There’s also the question of the long-term view. How is advertising driving brand-health metrics over time? Which brand health metrics are driving your core business? Marketing activities that bolster long-term brand building will also drive online sales, but digital attribution typically ignores this. We’re all spending more time online and making more online purchases, but the data I’ve seen suggests online advertising doesn’t influence people as much as we would like to believe. We’re still walking around in the real world, exposed to shop-fronts, trends, TV shows and talking to friends and family.

The only way to know for sure is to look beyond digital attribution and incorporate results obtained from econometric modelling. This is essentially attribution in a wider sense, beyond digital, that takes into account a variety of sales drivers (not just media) and quantifies their impact. Taking this holistic approach accurately measures the impact of all marketing investment: pricing, promotions, distribution, and understanding all key sales drivers.

Ultimately, this insight is valuable to advertisers for the simple reason that it demonstrates the importance of implementing the right measurement framework. It allows for a conversation to determine the right balance between short and long-term goals.
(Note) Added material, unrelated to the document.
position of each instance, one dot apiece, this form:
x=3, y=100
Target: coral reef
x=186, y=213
And it also provides a catalyst for the question of whether the right metrics are being measured within the company, because data is easy to take as gospel when sometimes it needs context to tell its story more clearly.

This discussion is set to continue, but the sooner advertisers can see past the digital lens to the wider picture, the sooner they’ll be clear about what’s working for them and where they can improve. And it’s vital that advertisers are collecting the data that’s going to show them the complete picture, and not lead them astray.

As the wise Seth Godin said: “Measurement is fabulous. Unless you’re busy measuring what’s easy to measure as opposed to what’s important.”